Porn Spamming campaign targets Joomla users

Sucuri researchers spotted a pornography spam campaign targeting unpatched Joomla vulnerabilities in Search Engine Poisoning (SEP) attacks.

The SEP technique is used to take advantage of Search Engine Result Pages (SERPs) rankings and the threat actors avoid detection by hiding the spam content from normal visitors, according to a Feb, 20 blog post.

Researchers said that by allowing only the search engine crawlers to see them, the spam, keywords and links are indexed for ranking but aren't visible to visitors.

Users are redirected if the website was reached through any search engine result link and in all other cases, the redirects are also being triggered. This set up leaves no noticeable condition of triggering the redirect researchers said in the blog.

“The idea behind this campaign is to simply redirect the website visitors which are coming from an infected site to porn websites to earn visitors and generate click revenue,” Sucuri researcher Bruno Zanelato told SC Media. “This malware campaign cleverly hides its tracks with several layers of obfuscation, making it difficult for webmasters to identify the hack.”

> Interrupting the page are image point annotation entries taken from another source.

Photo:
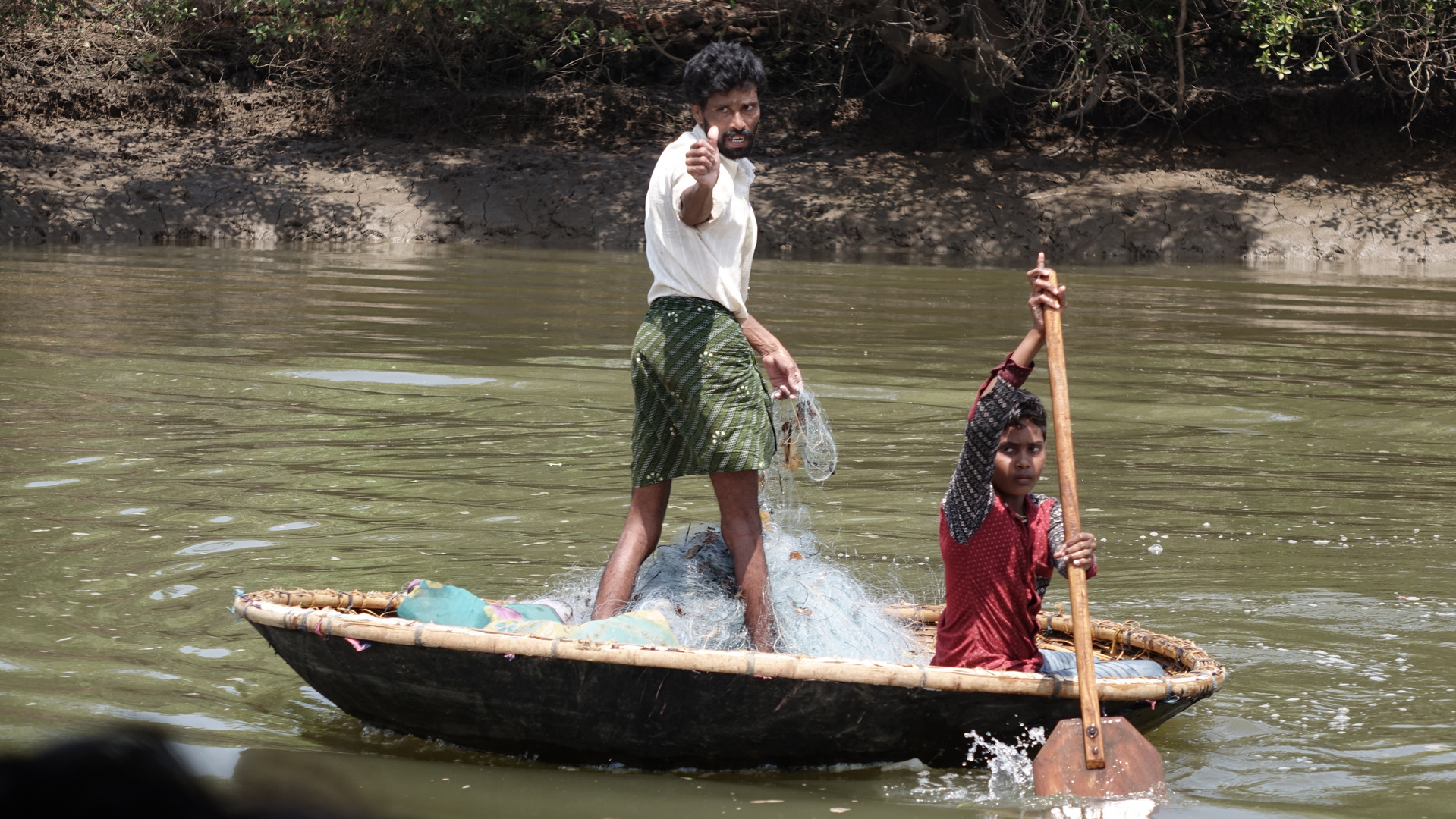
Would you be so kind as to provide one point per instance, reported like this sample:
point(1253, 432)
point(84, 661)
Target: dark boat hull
point(565, 711)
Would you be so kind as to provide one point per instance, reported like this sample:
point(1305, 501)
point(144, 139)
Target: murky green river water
point(184, 422)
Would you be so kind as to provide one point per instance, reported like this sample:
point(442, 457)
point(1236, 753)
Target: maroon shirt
point(998, 565)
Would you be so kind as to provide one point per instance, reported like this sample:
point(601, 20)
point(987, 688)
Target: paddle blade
point(1133, 764)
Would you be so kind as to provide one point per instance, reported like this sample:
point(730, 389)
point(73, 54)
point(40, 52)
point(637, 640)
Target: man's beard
point(734, 153)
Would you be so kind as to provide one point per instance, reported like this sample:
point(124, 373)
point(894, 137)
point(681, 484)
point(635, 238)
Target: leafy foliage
point(1120, 60)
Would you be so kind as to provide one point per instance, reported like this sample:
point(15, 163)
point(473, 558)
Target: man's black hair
point(1028, 410)
point(721, 67)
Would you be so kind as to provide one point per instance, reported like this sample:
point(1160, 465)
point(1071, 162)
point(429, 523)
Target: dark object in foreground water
point(651, 708)
point(123, 776)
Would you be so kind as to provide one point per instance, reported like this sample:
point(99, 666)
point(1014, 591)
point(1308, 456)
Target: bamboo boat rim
point(364, 616)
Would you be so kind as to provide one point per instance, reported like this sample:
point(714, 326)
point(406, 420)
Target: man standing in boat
point(702, 403)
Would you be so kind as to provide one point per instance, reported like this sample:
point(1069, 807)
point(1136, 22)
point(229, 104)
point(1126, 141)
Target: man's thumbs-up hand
point(702, 159)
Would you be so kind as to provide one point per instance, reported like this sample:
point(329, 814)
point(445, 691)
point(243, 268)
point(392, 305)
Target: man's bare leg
point(640, 537)
point(743, 533)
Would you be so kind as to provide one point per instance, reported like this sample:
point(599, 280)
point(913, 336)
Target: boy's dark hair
point(721, 67)
point(1028, 410)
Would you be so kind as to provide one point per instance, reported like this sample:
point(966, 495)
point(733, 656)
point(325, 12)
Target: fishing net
point(819, 608)
point(804, 437)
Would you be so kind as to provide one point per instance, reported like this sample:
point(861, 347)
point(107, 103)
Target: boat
point(571, 701)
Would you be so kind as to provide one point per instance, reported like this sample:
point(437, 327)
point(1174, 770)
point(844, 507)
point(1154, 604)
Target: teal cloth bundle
point(451, 605)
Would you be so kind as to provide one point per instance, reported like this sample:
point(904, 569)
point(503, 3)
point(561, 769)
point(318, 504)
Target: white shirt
point(711, 261)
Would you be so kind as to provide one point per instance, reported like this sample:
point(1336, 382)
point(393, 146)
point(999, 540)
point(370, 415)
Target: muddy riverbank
point(125, 162)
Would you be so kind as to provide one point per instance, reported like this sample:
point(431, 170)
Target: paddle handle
point(1072, 524)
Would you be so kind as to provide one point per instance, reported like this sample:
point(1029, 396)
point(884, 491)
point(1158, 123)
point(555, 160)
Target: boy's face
point(1020, 459)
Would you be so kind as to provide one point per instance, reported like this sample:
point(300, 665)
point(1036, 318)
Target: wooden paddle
point(1090, 757)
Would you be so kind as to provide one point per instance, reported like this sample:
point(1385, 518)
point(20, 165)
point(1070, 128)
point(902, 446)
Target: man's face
point(1020, 459)
point(736, 114)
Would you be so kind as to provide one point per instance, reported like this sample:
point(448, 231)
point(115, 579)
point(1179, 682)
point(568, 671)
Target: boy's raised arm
point(969, 498)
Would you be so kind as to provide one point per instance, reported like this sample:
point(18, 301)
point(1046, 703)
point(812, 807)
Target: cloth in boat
point(1064, 665)
point(709, 261)
point(702, 402)
point(429, 601)
point(998, 563)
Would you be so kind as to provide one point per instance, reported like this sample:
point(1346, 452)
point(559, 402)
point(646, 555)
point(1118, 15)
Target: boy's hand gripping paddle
point(1090, 757)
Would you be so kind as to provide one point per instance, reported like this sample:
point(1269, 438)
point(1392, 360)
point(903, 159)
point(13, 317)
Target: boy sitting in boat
point(999, 540)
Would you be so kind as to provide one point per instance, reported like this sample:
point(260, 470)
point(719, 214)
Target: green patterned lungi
point(702, 402)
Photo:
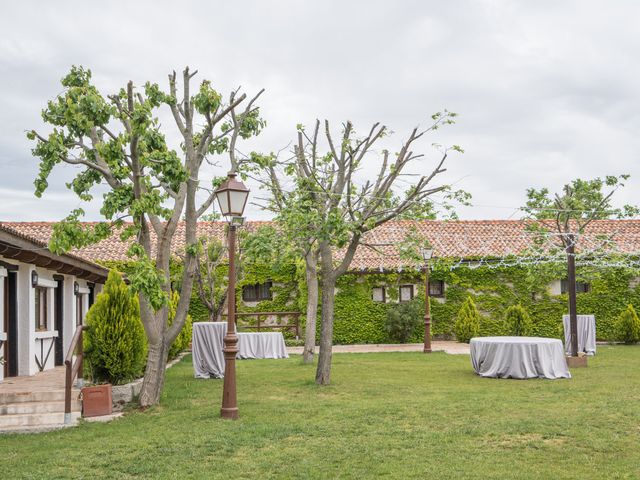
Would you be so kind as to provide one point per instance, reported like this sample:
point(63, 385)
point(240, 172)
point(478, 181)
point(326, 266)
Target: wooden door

Zanelato said that they haven't found any indication of backdoors or other malicious payloads and that the best way for users to prevent attacks is to ensure that they are using the latest version of Joomla and to use a cloud-based Web Application Firewall.

A Joomla spokesperson told SC Media “this specific issue was quickly identified and resolved by our development teams and resolved in a subsequent release.”

“As long as web site managers follow our recommendations and keep their site updated with the latest Joomla! release, these potential vulnerabilities are mitigated,” the Joomla spokesperson said.